If you hunger for a lot more email than you're currently getting, I strongly recommend doing something as quixotic as declaring the independence of cyberspace.
Since February 8th, when I generated a polemic demanding the governments of the world leave us alone and emailed it to about 50 friends, it has self-reproduced across cyberspace like kudzu, prompting as many as 300 responses a day, some of them from places I didn't even know had electricity, let alone electronic mail. Most of this vast virtual echo - say, 95% - has been hyperinflative to the ego. If I wanted to believe that I were the reincarnation of Thomas Jefferson, there would be plenty of evidence here. But unfortunately - or fortunately, depending on how you feel about humility - most of the best-written bits of correspondence were from folks who found my actions anything but Jeffersonian. I have been e-reamed by some of the best.
There are those who basically agree with me but think that it's premature to start poking the Beast now. Their general drift is something like, "Shut up. We don't want them to know we're here until there are enough of us to stand up and fight." I'm not much persuaded by this. They've already attacked. We can no more pretend we don't exist than the defenders of the Alamo could simply refuse to answer the door when Santa Ana came knocking with his 5,000.
Many claim we don't exist. They believe there is no collective "sense of the wired self". We are about as much a community, they claim, as are people with electricity in their homes. I can't refute this directly, but there does seem to be a Net culture, manifestations of which can be found everywhere in this magazine.
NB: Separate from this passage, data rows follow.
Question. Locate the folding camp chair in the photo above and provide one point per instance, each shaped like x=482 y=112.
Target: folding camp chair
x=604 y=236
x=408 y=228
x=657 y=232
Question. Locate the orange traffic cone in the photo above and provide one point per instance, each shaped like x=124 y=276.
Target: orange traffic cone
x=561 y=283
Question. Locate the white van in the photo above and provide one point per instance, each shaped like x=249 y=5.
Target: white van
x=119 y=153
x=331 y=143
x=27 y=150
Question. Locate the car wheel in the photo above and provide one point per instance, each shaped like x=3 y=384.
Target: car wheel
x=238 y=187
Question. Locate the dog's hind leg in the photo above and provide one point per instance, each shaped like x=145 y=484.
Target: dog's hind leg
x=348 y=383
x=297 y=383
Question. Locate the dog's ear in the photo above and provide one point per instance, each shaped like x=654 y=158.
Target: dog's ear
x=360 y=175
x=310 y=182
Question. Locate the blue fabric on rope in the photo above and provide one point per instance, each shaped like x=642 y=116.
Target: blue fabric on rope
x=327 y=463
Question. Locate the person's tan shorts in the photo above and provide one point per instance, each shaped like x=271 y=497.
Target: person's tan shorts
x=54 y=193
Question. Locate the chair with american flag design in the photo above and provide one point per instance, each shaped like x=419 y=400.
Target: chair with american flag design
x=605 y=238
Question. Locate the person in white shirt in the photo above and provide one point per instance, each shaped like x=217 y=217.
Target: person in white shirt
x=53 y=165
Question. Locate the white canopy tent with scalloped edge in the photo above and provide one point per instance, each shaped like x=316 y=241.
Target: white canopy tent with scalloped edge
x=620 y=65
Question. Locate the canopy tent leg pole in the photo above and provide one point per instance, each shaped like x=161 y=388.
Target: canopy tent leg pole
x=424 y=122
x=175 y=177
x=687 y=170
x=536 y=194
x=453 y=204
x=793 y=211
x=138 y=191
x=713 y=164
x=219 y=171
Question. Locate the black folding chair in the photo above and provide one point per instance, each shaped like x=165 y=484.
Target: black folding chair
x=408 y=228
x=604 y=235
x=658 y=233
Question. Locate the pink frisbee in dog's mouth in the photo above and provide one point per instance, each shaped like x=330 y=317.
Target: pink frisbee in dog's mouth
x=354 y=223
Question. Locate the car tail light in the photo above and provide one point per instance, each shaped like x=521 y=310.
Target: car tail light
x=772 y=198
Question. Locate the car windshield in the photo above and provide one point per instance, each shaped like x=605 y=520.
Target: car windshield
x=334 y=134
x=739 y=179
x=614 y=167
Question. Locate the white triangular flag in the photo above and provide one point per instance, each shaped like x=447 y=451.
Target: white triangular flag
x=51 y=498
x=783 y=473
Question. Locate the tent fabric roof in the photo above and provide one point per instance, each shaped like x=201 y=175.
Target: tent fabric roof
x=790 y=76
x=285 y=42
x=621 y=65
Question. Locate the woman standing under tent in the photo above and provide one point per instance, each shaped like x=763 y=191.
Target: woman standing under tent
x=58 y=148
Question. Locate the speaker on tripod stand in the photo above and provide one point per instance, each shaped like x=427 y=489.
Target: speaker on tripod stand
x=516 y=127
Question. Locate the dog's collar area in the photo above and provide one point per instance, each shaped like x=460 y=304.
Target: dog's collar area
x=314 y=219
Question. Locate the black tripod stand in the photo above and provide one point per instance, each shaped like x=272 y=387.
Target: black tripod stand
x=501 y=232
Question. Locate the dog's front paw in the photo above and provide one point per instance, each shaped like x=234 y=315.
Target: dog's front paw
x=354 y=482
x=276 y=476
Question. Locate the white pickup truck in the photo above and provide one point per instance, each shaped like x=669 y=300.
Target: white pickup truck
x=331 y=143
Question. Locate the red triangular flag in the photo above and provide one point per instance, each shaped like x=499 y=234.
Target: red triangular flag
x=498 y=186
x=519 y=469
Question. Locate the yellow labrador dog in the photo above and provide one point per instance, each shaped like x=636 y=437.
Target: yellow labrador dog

Then there are the folks who are doing far too well under the existing paradigm to want to fix it much. These are successful lawyers, businessmen and government officials of one sort or another who wish to make cyberspace resemble the terrestrial world that already works for them.
Some are plain jealous. I've seen this sort of internecine treachery manifested among the well-intentioned all my life. They often reserve their worst invective for those with whom they essentially agree save for some ideological colouration. Something about the sense of impotence one feels stacked up against the Big Ugly encourages us to attack one another instead. There, certainly, we stand a better chance of scoring a quick victory.
One criticism often levied is that my rhetoric was unnecessarily insulting and alienating. There is some truth to this. Generally, I find reasoning with the opposition will get you further. But sometimes the opposition doesn't know you exist. Sometimes you have to shout.
The most interesting criticisms come from those who took issue with my distinction between virtual and physical worlds. As one disgusted critic, David Bennahum, put it, "Will we deal with the real world or retreat into our own private delusion - one which places cyberspace above and beyond the realities of the physical world ?" There was a lot of that. Much of it came attached to accusations about drugs, '60s utopianism and other weaknesses a songwriter for the Grateful Dead might be presumed to possess. But I like the realities of the physical world. Prefer them, in fact. And it's certain that whether I like them or not, the realities of the physical world will always be with us. There will always be bodies starving, bodies in prison, bodies dancing.
Cyberspace is no more separate from the realities of the physical world than the mind is unrelated to the body. Indeed, the relationship between the social space that exists in, say, Manhattan and the social space that exists in cyberspace is precisely the relationship between mind and body.
Action is what the body does, over which physical authority may be exercised. In cyberspace, I might threaten to kill you. In New York, I can slit your throat.
This is why I said in my declaration that "we must declare our virtual selves immune to your sovereignty, even as we continue to consent to your rule over our bodies." I'm not seeking to evade legal responsibility for our physical actions. But rendering the depiction of crimes criminal is an effort to extend government authority beyond the physical and into the mental.
I've never felt anybody's thoughts should be under the control of government. I favour it even less now that any government on the planet can seek to confine the entire human conversation within its own local cultural norms. Looking back over my declaration now, I can see things I might have said more temperately - or not said at all. But I'm not sorry I did it. It continues to grow and foment discussion. Even if I wanted to, there isn't much I can do to call it back. It's as free and wild as I hope cyberspace will always remain.